2. Other examples without the Markov property are the processes of local times.

2.1 In the discrete setting, consider $$Z_n=\sum\limits_{k=1}^{n}[X_{2k}=0].$$ Then $Z_{n+1}$ is either $Z_n$ or $Z_n+1$, and the probability that $Z_{n+1}=Z_n+1$ depends on $$\max\{0\leqslant k\leqslant n\,;\,X_{2n-2k}=0\},$$ the time elapsed since the last zero of the random walk. For reasons similar to the ones explained for the maxima processes:

The process $(Z_n)_{n\geqslant0}$ is not a Markov process, nor a Markov process of any higher order.

2.2 The analogous process for the standard Brownian motion $(B_t)_{t\geqslant0}$ is the so-called local time at zero $(L_t)_{t\geqslant0}$. Likewise, $(L_t)_{t\geqslant0}$ is not a Markov process.


Swimming in a pool can be considered as a non-Markovian process. When the swimmer stops he feels a wave hitting him from behind after a short time. Of course the wave is created by the swimmer. This wave is the non-Markovian property. Instead of wave we can consider it as a mass of water following the swimmer.

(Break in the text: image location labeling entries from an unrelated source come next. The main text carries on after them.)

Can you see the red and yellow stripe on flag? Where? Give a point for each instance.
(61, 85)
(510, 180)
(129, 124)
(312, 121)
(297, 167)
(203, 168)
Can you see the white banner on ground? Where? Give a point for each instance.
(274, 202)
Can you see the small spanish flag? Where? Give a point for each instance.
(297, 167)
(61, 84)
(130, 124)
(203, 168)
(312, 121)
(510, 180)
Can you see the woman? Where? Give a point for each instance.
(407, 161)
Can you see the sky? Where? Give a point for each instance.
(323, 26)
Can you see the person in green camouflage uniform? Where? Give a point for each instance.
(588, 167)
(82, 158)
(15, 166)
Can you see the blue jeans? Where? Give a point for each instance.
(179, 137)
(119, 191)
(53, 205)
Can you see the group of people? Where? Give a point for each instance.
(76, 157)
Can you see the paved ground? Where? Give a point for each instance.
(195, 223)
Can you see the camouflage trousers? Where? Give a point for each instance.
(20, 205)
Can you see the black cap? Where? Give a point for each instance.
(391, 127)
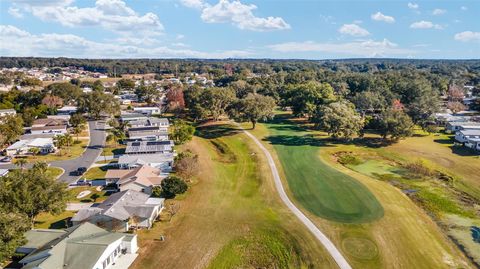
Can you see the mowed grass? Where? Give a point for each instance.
(405, 237)
(74, 151)
(231, 217)
(322, 190)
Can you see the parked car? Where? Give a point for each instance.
(80, 171)
(6, 159)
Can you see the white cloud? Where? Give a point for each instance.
(439, 11)
(412, 5)
(353, 30)
(467, 36)
(238, 14)
(367, 48)
(68, 45)
(113, 15)
(15, 12)
(382, 17)
(198, 4)
(425, 25)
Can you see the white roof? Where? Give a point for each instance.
(67, 108)
(145, 108)
(36, 142)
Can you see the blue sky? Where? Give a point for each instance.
(240, 29)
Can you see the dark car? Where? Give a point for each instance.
(80, 171)
(6, 159)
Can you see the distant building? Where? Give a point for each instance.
(67, 110)
(142, 178)
(81, 246)
(164, 162)
(150, 133)
(128, 117)
(122, 210)
(147, 110)
(24, 147)
(150, 121)
(5, 112)
(149, 147)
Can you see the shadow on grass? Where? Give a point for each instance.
(444, 141)
(216, 131)
(463, 151)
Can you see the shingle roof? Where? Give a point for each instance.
(122, 206)
(77, 247)
(149, 146)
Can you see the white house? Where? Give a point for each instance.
(463, 135)
(147, 110)
(122, 210)
(5, 112)
(23, 147)
(67, 110)
(81, 246)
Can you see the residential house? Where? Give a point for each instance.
(142, 178)
(150, 147)
(147, 110)
(4, 172)
(67, 110)
(150, 121)
(122, 210)
(23, 147)
(52, 126)
(149, 133)
(81, 246)
(164, 162)
(473, 143)
(5, 112)
(463, 135)
(128, 117)
(452, 127)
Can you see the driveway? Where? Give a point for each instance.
(322, 238)
(89, 156)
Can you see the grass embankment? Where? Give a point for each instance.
(438, 192)
(231, 217)
(322, 190)
(405, 237)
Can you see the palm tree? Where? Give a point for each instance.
(34, 151)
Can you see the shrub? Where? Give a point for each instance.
(172, 185)
(347, 158)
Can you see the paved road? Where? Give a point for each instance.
(336, 255)
(89, 156)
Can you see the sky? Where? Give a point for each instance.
(278, 29)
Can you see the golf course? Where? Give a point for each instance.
(322, 190)
(232, 213)
(372, 223)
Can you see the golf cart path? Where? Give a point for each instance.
(329, 246)
(88, 157)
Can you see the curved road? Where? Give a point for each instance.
(336, 255)
(89, 156)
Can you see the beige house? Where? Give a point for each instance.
(141, 179)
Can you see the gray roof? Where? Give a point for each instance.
(77, 247)
(121, 206)
(150, 121)
(145, 158)
(149, 146)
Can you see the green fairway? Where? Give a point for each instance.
(321, 189)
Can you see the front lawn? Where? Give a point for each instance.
(49, 221)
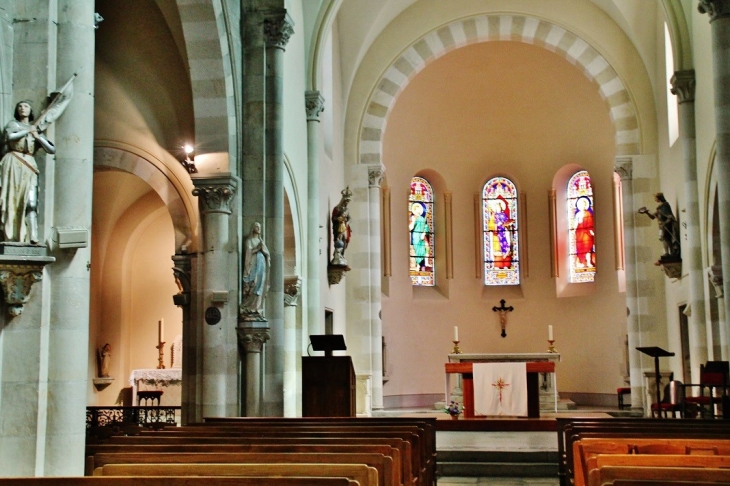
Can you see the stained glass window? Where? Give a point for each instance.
(420, 232)
(581, 229)
(500, 229)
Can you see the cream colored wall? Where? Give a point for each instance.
(520, 111)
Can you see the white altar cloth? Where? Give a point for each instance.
(500, 389)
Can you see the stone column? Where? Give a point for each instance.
(375, 177)
(683, 85)
(719, 12)
(252, 339)
(278, 27)
(292, 288)
(219, 394)
(624, 168)
(314, 104)
(61, 448)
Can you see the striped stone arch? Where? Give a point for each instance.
(205, 27)
(486, 28)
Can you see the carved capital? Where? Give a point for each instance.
(375, 175)
(314, 104)
(215, 193)
(278, 28)
(683, 85)
(292, 291)
(252, 339)
(624, 167)
(716, 9)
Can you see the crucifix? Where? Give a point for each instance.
(503, 315)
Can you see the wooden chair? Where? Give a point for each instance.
(712, 390)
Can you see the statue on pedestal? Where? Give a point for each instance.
(668, 227)
(255, 283)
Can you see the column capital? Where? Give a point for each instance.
(215, 193)
(314, 104)
(624, 167)
(375, 175)
(252, 339)
(278, 28)
(292, 291)
(683, 85)
(716, 9)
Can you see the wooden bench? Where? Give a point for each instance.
(363, 474)
(383, 464)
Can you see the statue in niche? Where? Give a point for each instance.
(256, 264)
(341, 228)
(668, 227)
(19, 176)
(105, 358)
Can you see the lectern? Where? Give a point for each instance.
(328, 382)
(656, 353)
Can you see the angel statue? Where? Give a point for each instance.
(23, 136)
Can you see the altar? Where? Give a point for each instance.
(544, 376)
(157, 378)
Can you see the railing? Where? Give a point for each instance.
(109, 416)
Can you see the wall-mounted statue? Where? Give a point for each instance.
(668, 227)
(256, 264)
(341, 228)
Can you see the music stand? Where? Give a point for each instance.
(327, 343)
(656, 353)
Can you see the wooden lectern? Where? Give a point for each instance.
(328, 382)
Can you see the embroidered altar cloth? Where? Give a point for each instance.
(500, 389)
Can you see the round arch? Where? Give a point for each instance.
(485, 28)
(184, 217)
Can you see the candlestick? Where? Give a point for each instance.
(551, 348)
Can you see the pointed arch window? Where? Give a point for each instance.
(581, 228)
(420, 233)
(500, 232)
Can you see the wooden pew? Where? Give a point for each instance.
(363, 474)
(97, 454)
(179, 481)
(609, 474)
(381, 463)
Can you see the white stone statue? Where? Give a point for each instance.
(255, 282)
(19, 176)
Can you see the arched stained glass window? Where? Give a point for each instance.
(420, 232)
(500, 229)
(581, 228)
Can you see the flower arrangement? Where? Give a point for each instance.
(454, 409)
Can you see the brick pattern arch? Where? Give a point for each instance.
(485, 28)
(207, 43)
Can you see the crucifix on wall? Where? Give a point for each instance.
(503, 315)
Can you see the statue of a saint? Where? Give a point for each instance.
(668, 227)
(255, 283)
(341, 228)
(106, 357)
(19, 176)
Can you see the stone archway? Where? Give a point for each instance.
(485, 28)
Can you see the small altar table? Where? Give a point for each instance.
(152, 376)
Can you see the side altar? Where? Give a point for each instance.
(547, 384)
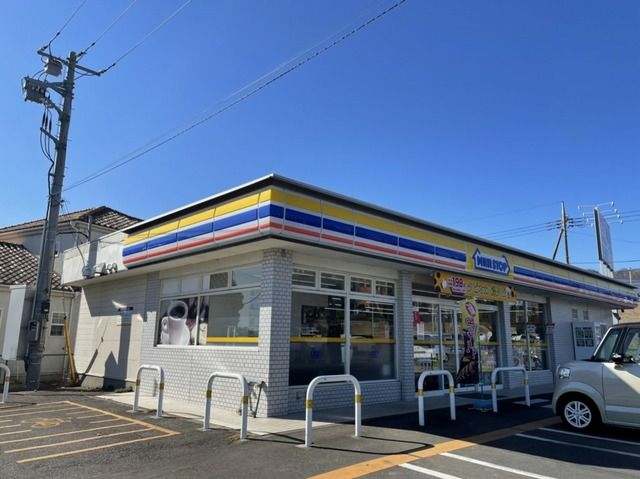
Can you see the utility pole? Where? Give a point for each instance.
(564, 231)
(37, 91)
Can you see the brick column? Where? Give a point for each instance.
(404, 341)
(275, 325)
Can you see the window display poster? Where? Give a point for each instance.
(468, 370)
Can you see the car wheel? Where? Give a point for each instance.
(579, 413)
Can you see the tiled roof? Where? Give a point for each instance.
(102, 216)
(19, 266)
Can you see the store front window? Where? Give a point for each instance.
(528, 335)
(327, 337)
(224, 310)
(442, 341)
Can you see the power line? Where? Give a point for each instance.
(133, 156)
(146, 37)
(48, 45)
(118, 18)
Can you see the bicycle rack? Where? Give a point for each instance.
(309, 403)
(245, 401)
(494, 393)
(136, 398)
(7, 377)
(452, 393)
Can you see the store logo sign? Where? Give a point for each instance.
(492, 264)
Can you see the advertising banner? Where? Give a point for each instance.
(453, 284)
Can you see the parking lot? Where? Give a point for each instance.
(64, 435)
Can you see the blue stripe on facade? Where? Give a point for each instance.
(195, 231)
(570, 283)
(448, 253)
(337, 226)
(137, 248)
(162, 241)
(302, 218)
(235, 220)
(378, 236)
(271, 210)
(417, 246)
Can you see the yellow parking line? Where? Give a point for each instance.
(87, 417)
(106, 446)
(74, 441)
(105, 420)
(135, 421)
(40, 411)
(377, 465)
(15, 432)
(35, 438)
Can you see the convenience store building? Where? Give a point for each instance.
(282, 282)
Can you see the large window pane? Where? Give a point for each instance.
(528, 335)
(317, 337)
(178, 318)
(230, 318)
(372, 340)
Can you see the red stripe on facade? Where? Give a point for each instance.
(235, 233)
(293, 229)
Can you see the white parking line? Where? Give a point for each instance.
(589, 436)
(496, 466)
(572, 444)
(428, 472)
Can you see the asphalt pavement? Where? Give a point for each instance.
(63, 434)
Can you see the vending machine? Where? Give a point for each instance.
(586, 336)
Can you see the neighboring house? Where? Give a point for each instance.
(19, 251)
(18, 272)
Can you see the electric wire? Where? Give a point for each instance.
(48, 45)
(146, 37)
(113, 23)
(129, 158)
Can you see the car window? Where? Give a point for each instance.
(604, 351)
(631, 346)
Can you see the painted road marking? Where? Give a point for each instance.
(104, 420)
(128, 426)
(106, 446)
(74, 441)
(496, 466)
(581, 446)
(376, 465)
(39, 412)
(589, 436)
(429, 472)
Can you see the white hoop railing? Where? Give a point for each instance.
(452, 393)
(494, 393)
(136, 397)
(245, 401)
(7, 378)
(338, 378)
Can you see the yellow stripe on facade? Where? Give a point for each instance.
(224, 339)
(236, 205)
(163, 229)
(197, 218)
(136, 237)
(376, 223)
(303, 202)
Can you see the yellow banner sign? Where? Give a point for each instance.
(458, 285)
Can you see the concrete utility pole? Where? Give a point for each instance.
(37, 91)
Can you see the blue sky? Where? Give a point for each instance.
(480, 116)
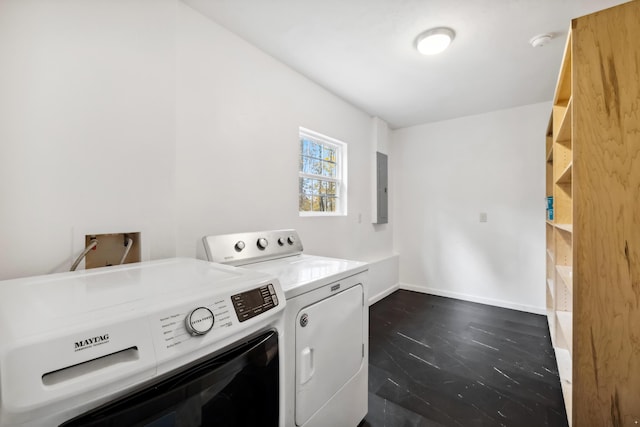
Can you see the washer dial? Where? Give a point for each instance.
(199, 321)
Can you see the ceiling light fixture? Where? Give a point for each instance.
(434, 41)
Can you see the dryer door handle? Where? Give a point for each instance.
(307, 367)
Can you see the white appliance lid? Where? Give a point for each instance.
(35, 305)
(297, 273)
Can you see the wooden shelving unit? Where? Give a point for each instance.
(593, 241)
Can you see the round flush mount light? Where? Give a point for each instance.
(434, 41)
(540, 40)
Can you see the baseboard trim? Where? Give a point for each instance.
(474, 298)
(374, 299)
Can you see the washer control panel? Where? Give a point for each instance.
(256, 301)
(247, 248)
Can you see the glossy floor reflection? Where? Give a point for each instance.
(437, 361)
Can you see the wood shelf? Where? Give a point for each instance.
(566, 275)
(565, 176)
(594, 155)
(563, 86)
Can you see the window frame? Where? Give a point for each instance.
(341, 172)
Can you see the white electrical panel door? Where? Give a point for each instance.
(329, 349)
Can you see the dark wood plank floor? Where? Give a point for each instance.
(437, 361)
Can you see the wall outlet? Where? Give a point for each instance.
(111, 248)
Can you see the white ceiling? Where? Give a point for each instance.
(363, 50)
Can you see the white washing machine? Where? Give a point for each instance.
(326, 324)
(179, 342)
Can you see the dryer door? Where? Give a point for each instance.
(329, 349)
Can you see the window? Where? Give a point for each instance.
(322, 175)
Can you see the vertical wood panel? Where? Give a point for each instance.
(606, 171)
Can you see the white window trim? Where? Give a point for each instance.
(341, 160)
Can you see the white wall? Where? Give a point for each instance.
(237, 146)
(142, 115)
(442, 176)
(87, 124)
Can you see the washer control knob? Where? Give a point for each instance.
(262, 243)
(199, 321)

Suppose that at a given instant t, a swimmer is swimming with a speed v. The amount of energy or power that he needs to maintain this speed depends on the past. If he was swimming faster (slower) just a second before, he will need less (more) energy at instant t to maintain his speed. Hence his situation at time t is effected by the past.